PARRY SOUND — It’s a common problem for many municipalities — but does that mean it should happen at all?
Largely due to aging infrastructure and illegal connections to storm drains, during or after a heavy rainfall and/or a power outage, the Town of Parry Sound can experience a sewage bypass; meaning sewage may make its way into Georgian Bay.
Late last month, the Georgian Bay Preservation Alliance released 2016 data saying that Ontario municipalities dumped sewage into the bay for more than 325 hours during 43 events. At that time, approximately 18,000 tonnes of sewage made its way into the water.
Although in no way intending to cause public panic, Georgian Bay Preservation Alliance spokesperson Jon Telch said the public deserves to know when and for how long sewage is dumped into municipal waterways.
“You are absolutely correct in that instances of high rainfall volume trigger a sewage bypass, but what is concerning is the duration of those bypass dumps,” he said. “At times they are short, but depending on the severity of a storm, can take place for interrupted hours … Further, while these occurrences can be considered common, the GBPA is asking the question — should that be acceptable? It should be safe to say that no municipal politician in their right mind would wish to dump sewage into their local waterways.”
Telch said municipalities should be advocating to their federal and provincial counterparts for more infrastructure dollars.
As mandated, the Ministry of the Environment is notified of every bypass, said Peter Brown, Parry Sound director of public works. Further, he said he takes no issue in letting the public know, but wants to ensure that other municipalities are doing the same.
“I think it’s a good idea, I don’t have a problem with doing it, but I just want to make sure that everybody is doing it and playing by the same rules. Because when sewage is bypassing it is going into Georgian Bay — that’s just a fact that we don’t hide,” Brown said. “These things happen largely based on weather. There are the rare occasions where it’s based on mechanical or power failure.”
During the June 30 power outage in Parry Sound, Brown said there were no bypasses because town staff remained vigilant to ensure the facility was running.

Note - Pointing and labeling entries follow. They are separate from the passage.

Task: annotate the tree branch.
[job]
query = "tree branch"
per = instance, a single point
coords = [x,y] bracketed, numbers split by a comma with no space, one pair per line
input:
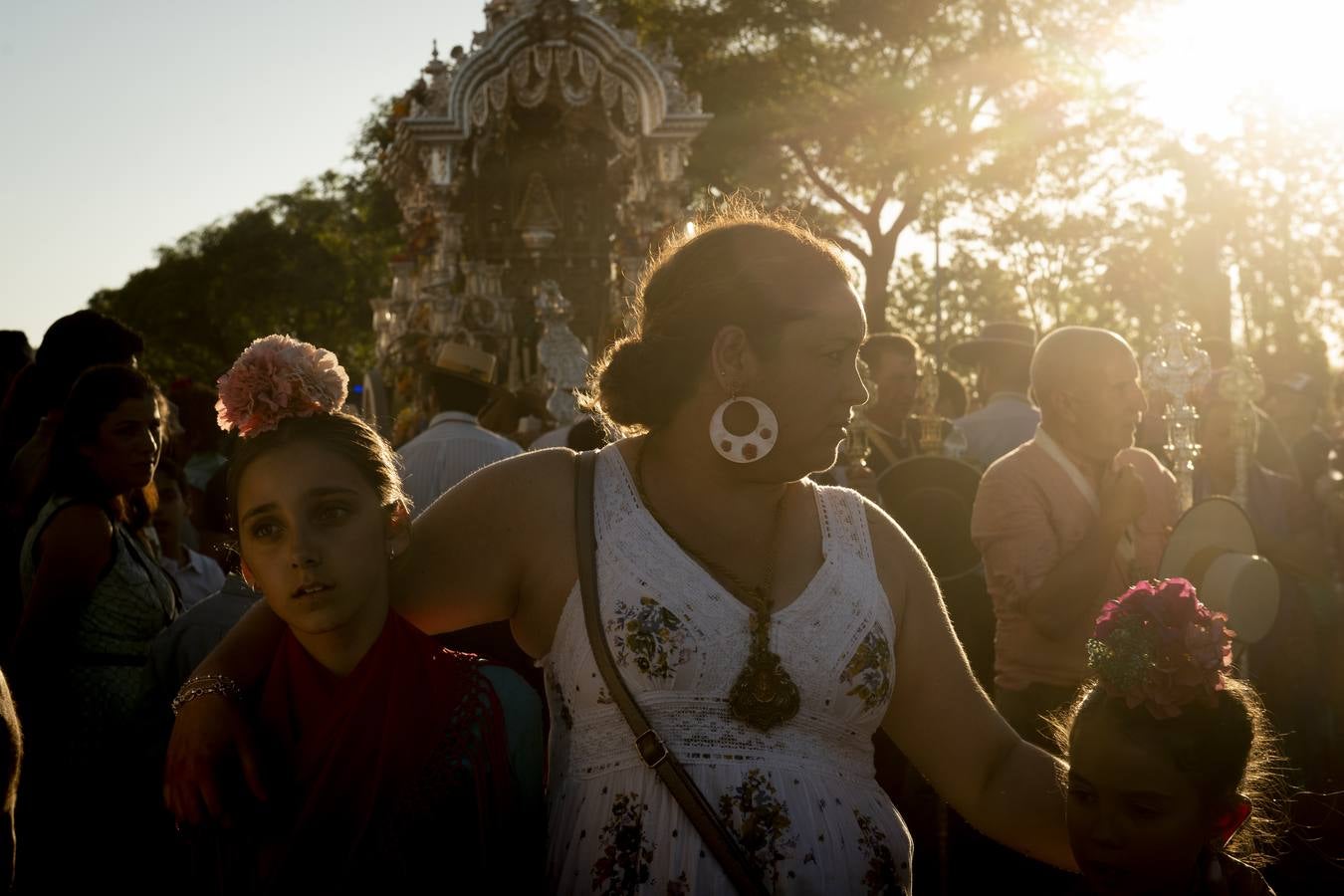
[864,218]
[849,246]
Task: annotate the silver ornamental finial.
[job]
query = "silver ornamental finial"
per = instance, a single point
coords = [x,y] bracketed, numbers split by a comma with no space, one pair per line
[1179,368]
[560,353]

“We didn’t have any bypasses due to the power failure, because staff were on top of it — they had generators and had two pumper trucks come in and make sure everything was running smoothly. But there are times when the power goes out and there’s so many stations are out — we may get a bypass.”
Sewage plants, Brown said, are not constructed for eavestrough downspouts, sump pumps, roof leaders, or storm sewers — many of which in Parry Sound are connected to waste water system making their way to the treatment plant.
Even with the Ministry of the Environment being notified about bypasses, Telch said that information — although public — is difficult to find.
“The benefit to the public of having access to this information regularly is that the public will then have all the tools required to make decisions about their daily, weekly, monthly use of their municipal waterways. As an example, if you reside in Georgian Bay, have a dock and enjoy swimming, you might want to know if sewage was dumped directly into your side of the bay the night before your morning dip. Maybe you have young relatives visiting and as a result, you want to know when the last sewage dump took place before letting them jump in.”
Moreover, Telch said the public can no longer be certain of water safety with the adage of “dilution is the solution” meaning that a body of water such as Georgian Bay is large enough to dilute any amount of raw sewage dumped.
“With climate change impacting weather patterns, the events of severe weather sewage dumping can be expected to rise … can we — the public — be absolutely sure of (no associated health risks)?”
Brown said he takes exception with the word “dump” repeatedly used by Georgian Bay Preservation Alliance.
“The Town of Parry Sound does not dump sewage into Georgian Bay. We experience bypasses that are beyond our control. An increase in infrastructure dollars is one thing, getting roof drains and sump pumps off the sanitary system is another and the public needs to be aware of this.”